Duct Tape Dynasty (Restoration) NashvilleMomsBlog

{To honor Father’s Day, we are handing over our computers to the men in our lives and turning this little piece of the world wide web into Nashville Dads Blog!  Read along with their joys and struggles, and find out why we are so very thankful to have these awesome dads in our lives.}

Growing up spending a considerable amount of time with my grandfathers, I learned early on the value of being able to fix things. My Papa Wicks and Grandaddy Williams had both been young men during the Great Depression, and it was those hard times in the South that taught them to get the most out of what little they could afford by knowing how to maintain it or repair it. The old men I knew and loved were still as tight with a dollar as they were in the 1930s—but by the 1980s they could fix everything from a broken rod and reel to a blown Chevy smallblock headgasket with a roll of duct tape, a soldering iron, some 2-in-1 oil, bailing wire, and a jelly jar full of washers and bolts. Somewhere in there, they managed to teach me the basics of carpentry, mechanics, plumbing, wiring, furniture refinishing, painting, and distilling moonshine.

(OK, I made up that last bit. I doubt either of them ever touched a drop of moonshine—but they could’ve repaired a still if called upon to do so. I’m certain of it!)

In the postmodern era of disposable everything, it’s easy to let your kids fall into the pervasive philosophy of “Item is Purchased, Item Works for a Short Time, Item Breaks, Item is Trashed, New Item is Purchased” like it’s the God-ordained, red-blooded patriot’s way of life. Buy that one, and it’s only a matter of time before you decide the WWE is non-scripted, and Fox News is fair and balanced.

Gabe and William fixing Cars

I may be losing the battle, but I’m trying hard to teach our kids a different ideal. We frequently tell our boys, “In this family, we don’t throw things away—we fix them.” It’s an ethic, and every bit as important as good manners, politeness, generosity, and being able to burp out at least most of the alphabet after a lukewarm coke. (Don’t tell Meg I’m teaching them that…)
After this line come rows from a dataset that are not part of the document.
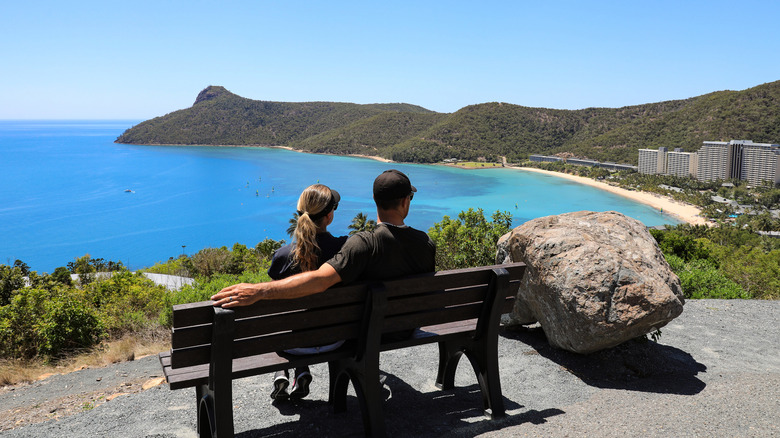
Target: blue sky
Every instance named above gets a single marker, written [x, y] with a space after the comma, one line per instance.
[142, 59]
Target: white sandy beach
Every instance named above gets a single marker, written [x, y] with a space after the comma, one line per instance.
[686, 212]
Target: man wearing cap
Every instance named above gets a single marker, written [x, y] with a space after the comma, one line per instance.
[393, 249]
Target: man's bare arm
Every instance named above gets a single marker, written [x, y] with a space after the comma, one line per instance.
[305, 283]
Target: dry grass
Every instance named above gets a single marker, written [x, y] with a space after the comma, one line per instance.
[476, 165]
[129, 347]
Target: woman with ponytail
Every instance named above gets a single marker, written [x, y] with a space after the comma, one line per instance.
[312, 246]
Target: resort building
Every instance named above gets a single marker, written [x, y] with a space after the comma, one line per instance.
[739, 159]
[760, 162]
[652, 161]
[663, 162]
[679, 163]
[719, 160]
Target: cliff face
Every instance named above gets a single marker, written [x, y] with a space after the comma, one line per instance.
[405, 132]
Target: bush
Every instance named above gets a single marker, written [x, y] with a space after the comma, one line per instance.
[11, 280]
[126, 302]
[40, 322]
[701, 279]
[204, 289]
[470, 240]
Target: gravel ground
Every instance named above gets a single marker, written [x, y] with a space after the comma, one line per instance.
[714, 372]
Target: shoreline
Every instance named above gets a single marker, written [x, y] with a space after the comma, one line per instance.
[686, 212]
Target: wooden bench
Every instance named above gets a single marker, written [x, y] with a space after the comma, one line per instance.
[458, 309]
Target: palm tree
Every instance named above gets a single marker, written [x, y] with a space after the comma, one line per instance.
[361, 222]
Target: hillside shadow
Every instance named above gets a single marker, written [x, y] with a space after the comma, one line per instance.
[408, 412]
[637, 365]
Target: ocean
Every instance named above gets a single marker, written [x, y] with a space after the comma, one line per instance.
[66, 190]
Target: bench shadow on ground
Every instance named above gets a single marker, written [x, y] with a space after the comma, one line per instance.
[408, 411]
[636, 365]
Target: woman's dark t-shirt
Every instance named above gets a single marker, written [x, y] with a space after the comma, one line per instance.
[282, 263]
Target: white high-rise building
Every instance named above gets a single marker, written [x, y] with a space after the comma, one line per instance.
[760, 162]
[739, 159]
[679, 163]
[652, 161]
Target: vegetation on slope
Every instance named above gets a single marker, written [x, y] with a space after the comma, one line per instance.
[404, 132]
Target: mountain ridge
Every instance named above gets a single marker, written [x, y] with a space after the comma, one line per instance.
[411, 133]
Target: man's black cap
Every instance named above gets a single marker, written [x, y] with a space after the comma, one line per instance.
[392, 184]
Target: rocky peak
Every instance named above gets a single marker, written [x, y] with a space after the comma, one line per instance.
[211, 92]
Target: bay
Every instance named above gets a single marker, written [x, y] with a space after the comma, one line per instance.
[67, 190]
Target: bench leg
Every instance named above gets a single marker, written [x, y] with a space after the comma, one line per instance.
[449, 356]
[215, 413]
[365, 380]
[339, 383]
[485, 364]
[484, 361]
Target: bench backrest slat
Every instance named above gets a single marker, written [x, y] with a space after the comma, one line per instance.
[189, 314]
[255, 326]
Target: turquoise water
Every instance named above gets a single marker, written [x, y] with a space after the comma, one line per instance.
[63, 194]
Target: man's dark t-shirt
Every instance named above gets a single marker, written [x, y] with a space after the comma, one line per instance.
[282, 263]
[387, 252]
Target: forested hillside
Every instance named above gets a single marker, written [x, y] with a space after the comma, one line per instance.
[405, 132]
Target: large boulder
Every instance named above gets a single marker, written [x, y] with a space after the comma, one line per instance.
[593, 281]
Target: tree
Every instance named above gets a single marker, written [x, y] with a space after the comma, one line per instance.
[293, 224]
[361, 222]
[469, 240]
[11, 280]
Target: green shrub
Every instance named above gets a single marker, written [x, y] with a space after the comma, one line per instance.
[126, 302]
[204, 289]
[49, 323]
[701, 279]
[469, 240]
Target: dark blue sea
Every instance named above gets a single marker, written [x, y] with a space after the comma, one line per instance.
[66, 190]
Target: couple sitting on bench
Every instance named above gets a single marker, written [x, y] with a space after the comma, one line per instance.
[316, 260]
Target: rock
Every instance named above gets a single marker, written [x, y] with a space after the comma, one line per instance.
[593, 281]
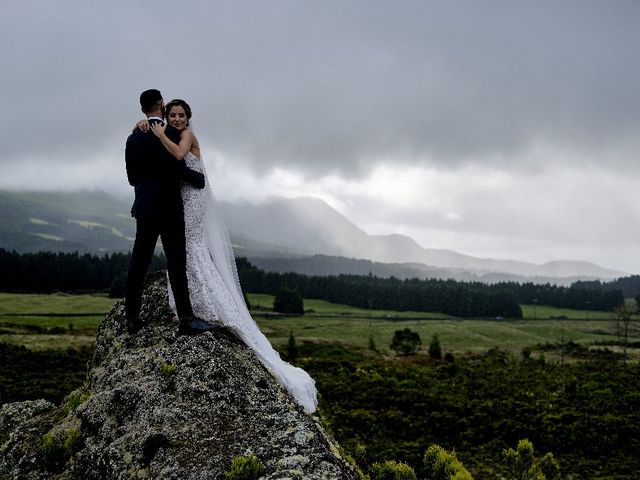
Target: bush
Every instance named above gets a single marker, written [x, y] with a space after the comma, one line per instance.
[405, 342]
[391, 470]
[292, 349]
[442, 465]
[522, 464]
[435, 351]
[288, 301]
[245, 468]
In our home, this ends up manifesting itself in both big and small ways. On the more significant side, the kids see us working on old houses—the one we are currently restoring, as well as old family properties and friend’s houses. William (the oldest) has helped with demo work, concrete, carpentry, and painting. Thomas, our younger boy, has already had a paintbrush in his hand as a toddler. We also have a classic car and an old Jeep in the driveway, and the boys have helped numerous times on basic maintenance projects. On the other end of the spectrum, there are toys in the Wicks Brothers Menagerie that have been glued, soldered, repainted, and (alas) even duct taped.

Gabe and Thomas Painting

Now, please don’t misunderstand—I’m not advocating being an extremist. The last time a hot water heater exploded in our basement, I didn’t break out the MIG welder and start tacking on new sheet metal. However, I did call up a friend to help me install a new one. (He did the wiring while I handled the plumbing.) Fortunately, our kids weren’t there for that—because along with some wrench skills, they also might’ve picked up a few choice expressions I try to only use on rare occasions when I’m stuck watching Fox News.
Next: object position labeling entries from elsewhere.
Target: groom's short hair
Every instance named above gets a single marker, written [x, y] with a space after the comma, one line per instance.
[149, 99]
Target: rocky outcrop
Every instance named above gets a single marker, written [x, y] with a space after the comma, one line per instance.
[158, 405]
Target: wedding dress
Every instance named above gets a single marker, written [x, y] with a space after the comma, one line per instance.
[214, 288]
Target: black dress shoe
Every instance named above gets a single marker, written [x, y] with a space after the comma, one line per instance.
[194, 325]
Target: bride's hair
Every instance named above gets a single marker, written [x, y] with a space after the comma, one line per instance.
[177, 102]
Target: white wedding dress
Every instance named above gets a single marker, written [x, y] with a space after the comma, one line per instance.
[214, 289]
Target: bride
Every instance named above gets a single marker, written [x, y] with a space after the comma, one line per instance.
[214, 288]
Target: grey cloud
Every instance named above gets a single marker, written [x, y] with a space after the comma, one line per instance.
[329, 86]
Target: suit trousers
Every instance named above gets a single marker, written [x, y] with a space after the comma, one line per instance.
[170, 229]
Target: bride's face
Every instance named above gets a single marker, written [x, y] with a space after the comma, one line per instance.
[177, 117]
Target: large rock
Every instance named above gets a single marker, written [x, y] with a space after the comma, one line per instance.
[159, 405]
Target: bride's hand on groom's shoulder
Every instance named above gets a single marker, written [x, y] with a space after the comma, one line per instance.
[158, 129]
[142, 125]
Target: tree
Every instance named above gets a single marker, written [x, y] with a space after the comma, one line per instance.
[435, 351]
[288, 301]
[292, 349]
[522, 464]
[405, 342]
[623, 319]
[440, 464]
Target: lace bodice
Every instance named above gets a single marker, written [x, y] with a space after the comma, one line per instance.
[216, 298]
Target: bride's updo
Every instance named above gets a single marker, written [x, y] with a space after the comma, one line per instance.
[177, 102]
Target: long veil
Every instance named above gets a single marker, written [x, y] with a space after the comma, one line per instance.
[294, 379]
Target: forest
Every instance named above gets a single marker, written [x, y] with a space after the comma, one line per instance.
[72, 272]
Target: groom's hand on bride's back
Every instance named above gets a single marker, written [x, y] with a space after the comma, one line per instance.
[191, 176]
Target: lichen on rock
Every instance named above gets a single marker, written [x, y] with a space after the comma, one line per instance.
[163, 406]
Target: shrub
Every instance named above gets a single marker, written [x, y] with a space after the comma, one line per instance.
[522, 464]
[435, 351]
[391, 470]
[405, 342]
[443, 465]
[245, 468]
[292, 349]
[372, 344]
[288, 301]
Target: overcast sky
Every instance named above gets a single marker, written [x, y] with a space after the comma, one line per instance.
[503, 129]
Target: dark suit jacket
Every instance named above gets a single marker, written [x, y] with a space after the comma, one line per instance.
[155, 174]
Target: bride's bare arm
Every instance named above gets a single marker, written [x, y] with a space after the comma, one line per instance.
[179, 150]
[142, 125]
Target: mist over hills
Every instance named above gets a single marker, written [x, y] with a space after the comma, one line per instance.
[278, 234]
So where does it all lead? Do our boys ultimately end up as moonshiners living in custom-fabricated trailers down by the river, driving tricked-out Trans Ams with Bocephus stickers on the rear windows, just above Calvin taking a leak on some poor NASCAR driver’s number? A father can only dream…but I do hope that, if nothing else, we’ve managed to instill in them a basic impulse to try their hand at fixing things first and throwing away only when necessary.